At the event, the US Ambassador , Kevin Rudd, gave the keynote speech. It was followed by a lively panel debate with Rudd, Economic Counselor for the US Embassy Michael Sullivan, Tech Council CEO Kate Pounder, and ANU Professor Genevieve Bell AO.

Women Love Tech Editor Robyn Foyster and former Prime Minister Kevin Rudd at the TCA event in Old Parliament House in Canberra

Fittingly, the former Prime Minister wrapped up the panel by entreating everyone to grasp the opportunity and to be among Australia’s future entrepreneurs and not to be afraid of failure.

With a wry smile, he referred to the time he came ‘second’ in the Australian Federal elections and went on to describe how failure and the willingness to have a go in the first place is worn as a ‘badge of honour’ in the States. He also explained how the right mindset is what gets phenomenal results.

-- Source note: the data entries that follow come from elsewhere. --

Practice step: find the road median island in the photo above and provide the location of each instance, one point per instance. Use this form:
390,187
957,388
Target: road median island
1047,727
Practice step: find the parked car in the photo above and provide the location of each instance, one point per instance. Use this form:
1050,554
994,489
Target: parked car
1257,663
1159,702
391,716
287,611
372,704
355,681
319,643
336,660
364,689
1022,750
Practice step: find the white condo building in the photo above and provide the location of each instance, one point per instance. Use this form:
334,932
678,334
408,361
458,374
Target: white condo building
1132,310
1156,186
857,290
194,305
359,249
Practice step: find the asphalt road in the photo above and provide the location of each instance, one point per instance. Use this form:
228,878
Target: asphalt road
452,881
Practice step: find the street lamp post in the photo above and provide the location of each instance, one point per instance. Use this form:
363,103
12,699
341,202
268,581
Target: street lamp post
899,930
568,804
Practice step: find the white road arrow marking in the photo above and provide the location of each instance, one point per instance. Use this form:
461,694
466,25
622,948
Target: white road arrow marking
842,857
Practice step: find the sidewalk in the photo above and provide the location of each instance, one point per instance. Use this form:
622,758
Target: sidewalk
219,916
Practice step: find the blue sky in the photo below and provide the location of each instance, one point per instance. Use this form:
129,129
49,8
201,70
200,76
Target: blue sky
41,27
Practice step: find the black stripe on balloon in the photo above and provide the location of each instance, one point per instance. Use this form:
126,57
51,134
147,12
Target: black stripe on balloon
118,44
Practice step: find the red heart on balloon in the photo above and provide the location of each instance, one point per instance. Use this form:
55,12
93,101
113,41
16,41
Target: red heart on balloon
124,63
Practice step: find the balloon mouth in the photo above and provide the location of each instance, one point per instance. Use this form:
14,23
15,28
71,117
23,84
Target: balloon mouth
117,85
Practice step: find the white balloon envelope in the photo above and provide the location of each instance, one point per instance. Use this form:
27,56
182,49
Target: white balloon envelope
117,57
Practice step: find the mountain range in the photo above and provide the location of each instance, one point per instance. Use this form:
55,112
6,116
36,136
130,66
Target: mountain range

“Often in this country, the thing which holds you back is what’s in your headspace…Of course, you might fail,” Rudd told the audience at Old Parliament House today. “It is regarded as a badge of honour in the United States to have tried and failed, rather not to have tried at all. So have the chutzpah, just to get across the psychological barrier, to go out there and roll your arm over … and have a go. Frankly, the rewards will be phenomenal. And the yield to this country, by the way, the examples you set and the opportunities you create for others, will be extraordinary.”

Kate Pounder, Tech Council of Australia CEO
Kate Pounder, Tech Council of Australia CEO

As Kate Pounder said many of our tech unicorns – think Atlassian and Canva to name a few – were born here on our Australian shores only in the last decade.